As we enter the month of school graduations marked by academic achievements, it seems an appropriate time to honor our animal friends for their medical achievements contributing to human health. If you are a pet’s parent, you probably already know that our animals help to lower blood pressure, reduce stress hormones and depression, and contribute to a happier and more active lifestyle. However, you may not be aware of the important role that animals have played in cutting-edge medical advances. Here are just a few ways that animals have helped saved countless human lives.

  • Cancer research. My surgical oncology professor at Colorado State University, Stephen Withrow, helped to develop in the 1980s a limb-sparing technique for dogs suffering from bone cancer (osteosarcoma). This served as a model treatment for children with the same devastating disease, which can spread to the lungs or other body parts. It affects 400-800 young people in the United States each year. At CSU’s Flint Animal Center, dogs with osteosarcoma that has spread to the lungs have also been recently used in clinical trials for a new two-drug regimen. This drug combination has been shown to shrink or stabilize bone tumors in 50 percent of dogs, with about 30 percent of them experiencing regression. Due to the promising results, studies are now underway in bone cancer patients who have not responded to conventional treatments.

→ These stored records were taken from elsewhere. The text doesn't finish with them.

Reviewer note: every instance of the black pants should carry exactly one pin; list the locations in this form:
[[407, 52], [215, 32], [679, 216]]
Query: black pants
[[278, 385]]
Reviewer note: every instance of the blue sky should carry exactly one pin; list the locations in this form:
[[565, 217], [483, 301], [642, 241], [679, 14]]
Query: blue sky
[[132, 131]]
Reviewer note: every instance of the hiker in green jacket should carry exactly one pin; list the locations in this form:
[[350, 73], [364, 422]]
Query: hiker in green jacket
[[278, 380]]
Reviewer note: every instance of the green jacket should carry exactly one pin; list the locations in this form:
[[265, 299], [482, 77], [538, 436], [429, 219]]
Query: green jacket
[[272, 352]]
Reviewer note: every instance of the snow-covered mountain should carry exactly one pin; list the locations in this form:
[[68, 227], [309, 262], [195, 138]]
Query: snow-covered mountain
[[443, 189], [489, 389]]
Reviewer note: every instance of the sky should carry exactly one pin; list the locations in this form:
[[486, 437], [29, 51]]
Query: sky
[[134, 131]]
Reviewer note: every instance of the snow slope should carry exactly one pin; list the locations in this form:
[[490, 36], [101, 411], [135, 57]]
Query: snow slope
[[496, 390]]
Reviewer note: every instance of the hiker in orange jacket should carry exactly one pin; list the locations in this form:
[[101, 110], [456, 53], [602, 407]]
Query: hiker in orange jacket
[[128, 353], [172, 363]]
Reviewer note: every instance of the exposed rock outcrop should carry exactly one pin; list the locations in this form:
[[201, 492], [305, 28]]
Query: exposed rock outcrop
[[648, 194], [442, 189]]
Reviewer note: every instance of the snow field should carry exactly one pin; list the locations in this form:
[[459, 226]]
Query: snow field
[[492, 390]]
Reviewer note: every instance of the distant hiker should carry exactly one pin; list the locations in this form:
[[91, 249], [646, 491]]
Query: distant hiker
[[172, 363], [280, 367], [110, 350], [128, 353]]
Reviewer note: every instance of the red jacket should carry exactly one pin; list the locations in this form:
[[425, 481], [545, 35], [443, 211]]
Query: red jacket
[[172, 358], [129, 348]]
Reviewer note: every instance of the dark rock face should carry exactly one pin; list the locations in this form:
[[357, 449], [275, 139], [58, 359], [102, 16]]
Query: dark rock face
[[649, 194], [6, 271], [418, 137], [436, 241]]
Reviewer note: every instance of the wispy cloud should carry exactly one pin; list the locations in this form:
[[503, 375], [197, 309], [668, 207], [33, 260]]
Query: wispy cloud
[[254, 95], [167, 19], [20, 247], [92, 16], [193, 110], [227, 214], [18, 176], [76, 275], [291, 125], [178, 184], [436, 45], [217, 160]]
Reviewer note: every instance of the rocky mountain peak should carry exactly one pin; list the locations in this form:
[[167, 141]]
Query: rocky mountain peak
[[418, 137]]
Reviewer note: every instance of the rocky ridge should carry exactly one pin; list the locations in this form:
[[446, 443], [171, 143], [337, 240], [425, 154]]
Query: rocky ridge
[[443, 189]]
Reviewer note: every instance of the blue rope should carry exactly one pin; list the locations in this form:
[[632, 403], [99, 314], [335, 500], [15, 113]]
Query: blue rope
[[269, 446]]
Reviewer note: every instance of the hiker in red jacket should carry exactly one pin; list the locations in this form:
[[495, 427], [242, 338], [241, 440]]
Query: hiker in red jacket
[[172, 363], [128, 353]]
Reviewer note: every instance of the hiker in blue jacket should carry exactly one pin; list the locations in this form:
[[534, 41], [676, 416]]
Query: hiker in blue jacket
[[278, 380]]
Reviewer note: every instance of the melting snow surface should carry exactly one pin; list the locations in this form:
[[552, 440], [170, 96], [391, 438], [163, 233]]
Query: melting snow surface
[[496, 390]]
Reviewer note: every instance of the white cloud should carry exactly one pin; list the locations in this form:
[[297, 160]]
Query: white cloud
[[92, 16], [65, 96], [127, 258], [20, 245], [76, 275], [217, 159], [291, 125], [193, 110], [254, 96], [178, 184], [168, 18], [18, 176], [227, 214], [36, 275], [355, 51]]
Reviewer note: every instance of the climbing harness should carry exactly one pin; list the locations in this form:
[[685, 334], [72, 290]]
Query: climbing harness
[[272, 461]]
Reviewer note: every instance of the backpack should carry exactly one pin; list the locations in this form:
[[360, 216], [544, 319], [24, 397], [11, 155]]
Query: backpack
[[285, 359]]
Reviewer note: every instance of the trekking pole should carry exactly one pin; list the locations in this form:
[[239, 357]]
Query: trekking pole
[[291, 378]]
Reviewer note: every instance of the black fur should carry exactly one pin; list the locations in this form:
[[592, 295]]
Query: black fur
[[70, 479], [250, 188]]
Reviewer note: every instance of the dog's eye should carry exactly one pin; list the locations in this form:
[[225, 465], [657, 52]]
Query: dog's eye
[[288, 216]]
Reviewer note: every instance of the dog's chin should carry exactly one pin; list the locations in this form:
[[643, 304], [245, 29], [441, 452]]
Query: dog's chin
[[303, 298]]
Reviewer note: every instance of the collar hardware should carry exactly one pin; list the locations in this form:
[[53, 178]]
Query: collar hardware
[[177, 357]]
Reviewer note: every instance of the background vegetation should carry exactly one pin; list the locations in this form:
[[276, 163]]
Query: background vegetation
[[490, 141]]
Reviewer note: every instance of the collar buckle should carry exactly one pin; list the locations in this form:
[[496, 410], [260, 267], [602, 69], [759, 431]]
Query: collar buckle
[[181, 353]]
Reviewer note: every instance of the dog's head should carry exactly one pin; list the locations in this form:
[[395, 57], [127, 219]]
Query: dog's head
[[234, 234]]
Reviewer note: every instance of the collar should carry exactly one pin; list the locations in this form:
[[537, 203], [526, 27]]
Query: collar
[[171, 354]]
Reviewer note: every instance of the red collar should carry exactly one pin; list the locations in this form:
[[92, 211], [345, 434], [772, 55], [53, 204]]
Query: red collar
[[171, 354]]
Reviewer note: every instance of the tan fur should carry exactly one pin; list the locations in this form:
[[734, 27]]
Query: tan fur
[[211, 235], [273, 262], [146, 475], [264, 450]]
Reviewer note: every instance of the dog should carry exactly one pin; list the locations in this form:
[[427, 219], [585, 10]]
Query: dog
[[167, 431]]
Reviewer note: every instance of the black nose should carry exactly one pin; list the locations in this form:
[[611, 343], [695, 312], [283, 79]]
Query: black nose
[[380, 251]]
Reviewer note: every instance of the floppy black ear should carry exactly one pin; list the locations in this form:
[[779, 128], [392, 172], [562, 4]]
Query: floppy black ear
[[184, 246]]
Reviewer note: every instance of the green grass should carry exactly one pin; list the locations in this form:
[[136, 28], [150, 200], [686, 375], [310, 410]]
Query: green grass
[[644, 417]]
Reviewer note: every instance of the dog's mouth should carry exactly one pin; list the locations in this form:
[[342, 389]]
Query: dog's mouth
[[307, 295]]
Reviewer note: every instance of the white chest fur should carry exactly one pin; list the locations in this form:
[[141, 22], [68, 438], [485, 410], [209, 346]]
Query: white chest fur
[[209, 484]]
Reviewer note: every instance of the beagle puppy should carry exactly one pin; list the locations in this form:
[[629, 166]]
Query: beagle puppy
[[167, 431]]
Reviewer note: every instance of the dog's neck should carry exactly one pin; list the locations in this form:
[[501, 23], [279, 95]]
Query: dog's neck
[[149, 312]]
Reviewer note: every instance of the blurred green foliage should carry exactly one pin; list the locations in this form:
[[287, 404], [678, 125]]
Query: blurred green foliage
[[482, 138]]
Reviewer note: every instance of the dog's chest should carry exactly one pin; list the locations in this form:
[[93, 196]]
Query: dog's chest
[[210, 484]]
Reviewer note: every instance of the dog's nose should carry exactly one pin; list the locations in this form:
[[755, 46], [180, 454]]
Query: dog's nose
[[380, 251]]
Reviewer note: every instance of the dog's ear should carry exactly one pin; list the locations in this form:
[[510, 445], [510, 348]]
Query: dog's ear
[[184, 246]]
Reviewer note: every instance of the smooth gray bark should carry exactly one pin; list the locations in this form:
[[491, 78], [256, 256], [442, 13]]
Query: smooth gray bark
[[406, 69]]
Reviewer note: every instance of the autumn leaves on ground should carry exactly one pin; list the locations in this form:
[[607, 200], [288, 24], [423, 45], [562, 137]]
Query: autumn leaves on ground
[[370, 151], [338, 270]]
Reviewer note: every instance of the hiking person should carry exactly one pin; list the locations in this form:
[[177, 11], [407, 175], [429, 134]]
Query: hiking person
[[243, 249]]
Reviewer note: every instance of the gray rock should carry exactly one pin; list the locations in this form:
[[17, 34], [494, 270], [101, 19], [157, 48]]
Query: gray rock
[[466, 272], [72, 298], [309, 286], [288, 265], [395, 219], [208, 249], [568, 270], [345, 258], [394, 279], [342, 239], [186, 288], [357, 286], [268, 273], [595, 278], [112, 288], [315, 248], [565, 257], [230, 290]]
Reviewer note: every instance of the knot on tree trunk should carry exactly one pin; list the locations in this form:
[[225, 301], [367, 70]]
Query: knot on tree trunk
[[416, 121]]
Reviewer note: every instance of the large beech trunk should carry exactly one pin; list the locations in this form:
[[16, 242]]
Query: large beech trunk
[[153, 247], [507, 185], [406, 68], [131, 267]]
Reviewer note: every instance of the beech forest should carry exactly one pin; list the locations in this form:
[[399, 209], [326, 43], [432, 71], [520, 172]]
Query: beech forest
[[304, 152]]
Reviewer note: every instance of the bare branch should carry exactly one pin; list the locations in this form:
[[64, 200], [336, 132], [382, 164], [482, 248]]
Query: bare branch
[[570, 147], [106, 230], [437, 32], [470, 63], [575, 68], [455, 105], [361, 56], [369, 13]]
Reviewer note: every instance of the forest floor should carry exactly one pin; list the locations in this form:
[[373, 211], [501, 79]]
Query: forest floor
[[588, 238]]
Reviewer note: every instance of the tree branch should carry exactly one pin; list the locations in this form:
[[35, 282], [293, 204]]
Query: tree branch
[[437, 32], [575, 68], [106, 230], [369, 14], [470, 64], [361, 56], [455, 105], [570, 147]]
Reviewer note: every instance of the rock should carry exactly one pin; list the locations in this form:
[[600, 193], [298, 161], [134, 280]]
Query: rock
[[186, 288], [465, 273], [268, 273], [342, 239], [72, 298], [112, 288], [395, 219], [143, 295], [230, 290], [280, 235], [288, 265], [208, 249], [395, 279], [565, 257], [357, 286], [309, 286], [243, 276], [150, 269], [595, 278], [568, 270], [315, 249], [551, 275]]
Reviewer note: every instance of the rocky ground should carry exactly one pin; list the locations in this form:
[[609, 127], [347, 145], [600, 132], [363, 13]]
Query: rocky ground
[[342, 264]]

  • Give it up for the pigs. Pig heart valves have been used to replace damaged human heart valves for decades. Last October, surgeons were finally able to transplant a pig heart into a man from Maryland who then went on to live for two months. The biggest hurdle his doctor’s faced was how to overcome rejection of the pig heart by the patient’s body. Researchers accomplished this by removing a gene in the pig that produces a certain type of sugar that is incompatible in the human body. This breakthrough may help relieve the human organ shortage. According to organdonor.gov, there are 100,000 people in the U.S. waiting for an organ, and 6,000 of them die each year before getting one.
  • Cats, coronavirus, COVID, and the brain. Cats have their own unique coronavirus that causes a condition called feline infectious peritonitis. This can lead to an overwhelming immune response and death in about 10 percent of the population. Research on this condition led to the development of remdesivir, a drug to treat COVID-19 by targeting viral replication. While cats have fewer chromosomes than humans, they have 16,000 genes that are nearly identical to ours. Cats with cognitive disorder can serve as a model for Alzheimer’s disease because they develop brain-impairing proteins similar to humans with who suffer from it and because they share a similar home environment.
  • Sheep as human protein factories. Cloned sheep are now able to produce some blood clotting factors to keep humans from bleeding when injured, proteins to help emphysema patients breathe more easily, and enzymes to help dissolve deadly emboli (blood clots in the brain) involved in strokes. However, some people wonder why we just can’t produce these compounds in a lab. The reason is that it is so expensive that a patient may have to pay more than $100,000 for a year’s supply of these compounds I believe that these sheep are truly worth their weight in gold.
  • Safe until the cows come home. In 1757, an 8-year-old boy named Edward Jenner had the discharge from smallpox lesions rubbed on his arms, developed a mild case and then was immune to the disease. While doctors did not understand how this procedure worked, it was a common practice of the time and was thought to protect people from dying of the disease. Jenner grew up to become a doctor and learned that dairymaids were in some way protected from smallpox. He also learned that cowpox could be transmitted from person to person as a means of protection. The Latin word for cowpox is called vaccinia hence the word vaccination. By the 1800s, vaccination became commonplace in England and spread to most European countries.

Bone cancer survivors Solei (human) and Alba (dog) who both had limb-spare surgeries for osteosarcoma.